RAIN QUIT. In late September, an East Texas farmer prepared to plant small grains for winter pastures. After September, the rains nearly ceased for the state throughout October and November. Texas A&M AgriLife Extension Service photo by Robert Burns
RAIN QUIT. In late September, an East Texas farmer prepared to plant small grains for winter pastures. After September, the rains nearly ceased for the state throughout October and November. Texas A&M AgriLife Extension Service photo by Robert Burns

Most Texas winter wheat was planted within a window of late September through mid-November this fall, with about 6 million acres of wheat planted for the entire state, Miller reports.

Typically in Texas, because of the importance of the cattle industry in the state, about 55% to 60% of the crop is grazed for forage, and the remaining balance is just planted for grain production. But a whole of Texas wheat was planted on about 1-inch of rain in the topsoil, with no deep moisture because of the 2011 and 2012 drought.

Miller says for a number of reasons, the loss of wheat stands would create substantial hardships for producers. For one, hay barns were emptied during the 2011 drought, and many cow-calf and stocker cattle producers need winter wheat to carry livestock through the winter.

Another frustration is that 2011 was economically devastating for many producers, and historically high wheat grain prices had promised some great returns on investment. And wheat futures prices likely are to get even higher as Oklahoma and western Kansas wheat growing conditions also are not good.

As for grazing, if producers haven't already gotten good growth for early grazing, they're not likely to, Miller notes.

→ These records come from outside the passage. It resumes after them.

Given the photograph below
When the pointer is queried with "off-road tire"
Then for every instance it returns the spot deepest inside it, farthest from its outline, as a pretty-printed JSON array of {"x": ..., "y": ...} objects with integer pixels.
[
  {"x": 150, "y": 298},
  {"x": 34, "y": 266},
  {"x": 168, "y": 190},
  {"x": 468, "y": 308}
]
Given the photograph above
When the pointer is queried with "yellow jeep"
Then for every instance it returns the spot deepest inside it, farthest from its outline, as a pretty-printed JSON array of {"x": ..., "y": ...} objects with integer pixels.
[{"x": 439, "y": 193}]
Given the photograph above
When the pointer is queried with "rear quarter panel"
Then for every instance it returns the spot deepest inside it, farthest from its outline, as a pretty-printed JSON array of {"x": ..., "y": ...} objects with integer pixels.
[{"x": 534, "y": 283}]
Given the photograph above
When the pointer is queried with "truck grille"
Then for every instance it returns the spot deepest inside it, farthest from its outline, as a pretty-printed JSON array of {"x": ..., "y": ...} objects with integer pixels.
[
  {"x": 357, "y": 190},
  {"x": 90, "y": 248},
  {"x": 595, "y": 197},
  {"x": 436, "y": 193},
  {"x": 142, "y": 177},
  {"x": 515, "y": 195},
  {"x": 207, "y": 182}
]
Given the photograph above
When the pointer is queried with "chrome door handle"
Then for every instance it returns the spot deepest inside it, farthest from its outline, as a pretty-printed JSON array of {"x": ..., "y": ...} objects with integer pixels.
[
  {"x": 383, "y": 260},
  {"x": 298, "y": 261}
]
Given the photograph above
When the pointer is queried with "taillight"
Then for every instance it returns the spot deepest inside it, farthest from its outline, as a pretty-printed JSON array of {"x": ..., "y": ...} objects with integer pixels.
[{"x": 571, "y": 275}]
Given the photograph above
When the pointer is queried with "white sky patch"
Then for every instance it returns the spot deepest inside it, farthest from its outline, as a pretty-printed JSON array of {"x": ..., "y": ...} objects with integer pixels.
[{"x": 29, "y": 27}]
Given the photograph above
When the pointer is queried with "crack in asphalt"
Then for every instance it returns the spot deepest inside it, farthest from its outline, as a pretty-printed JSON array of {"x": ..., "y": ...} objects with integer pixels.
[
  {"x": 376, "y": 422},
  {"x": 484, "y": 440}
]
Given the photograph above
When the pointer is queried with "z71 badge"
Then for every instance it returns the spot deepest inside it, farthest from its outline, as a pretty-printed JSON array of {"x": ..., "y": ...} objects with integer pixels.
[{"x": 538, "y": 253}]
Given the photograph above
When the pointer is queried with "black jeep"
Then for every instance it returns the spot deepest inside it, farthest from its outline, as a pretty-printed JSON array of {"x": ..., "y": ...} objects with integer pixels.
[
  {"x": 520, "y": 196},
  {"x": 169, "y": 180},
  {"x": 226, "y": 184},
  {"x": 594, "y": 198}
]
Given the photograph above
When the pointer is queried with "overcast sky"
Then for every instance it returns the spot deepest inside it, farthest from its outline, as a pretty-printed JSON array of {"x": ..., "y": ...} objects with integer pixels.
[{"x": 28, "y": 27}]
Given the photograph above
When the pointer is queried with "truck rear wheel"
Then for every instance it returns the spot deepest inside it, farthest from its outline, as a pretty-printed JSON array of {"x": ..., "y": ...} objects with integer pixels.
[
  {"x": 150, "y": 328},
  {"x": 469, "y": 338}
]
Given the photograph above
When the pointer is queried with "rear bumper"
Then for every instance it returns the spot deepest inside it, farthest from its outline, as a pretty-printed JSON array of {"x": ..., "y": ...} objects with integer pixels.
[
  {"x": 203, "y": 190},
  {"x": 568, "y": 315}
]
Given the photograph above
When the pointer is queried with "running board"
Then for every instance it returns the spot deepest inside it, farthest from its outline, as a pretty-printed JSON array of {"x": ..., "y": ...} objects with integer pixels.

"The reason we get good growth on fall-planted small grains is warmer temperatures and longer days, and as we get into cooler temperatures and shorter days, growth drops off," he says.

It's not over.

"We can still make a decent wheat crop, don't be mistaken about that," he says. "If we can just keep the stands alive through the winter, and if we get some snowfall or rainfall in the spring, then it can come around."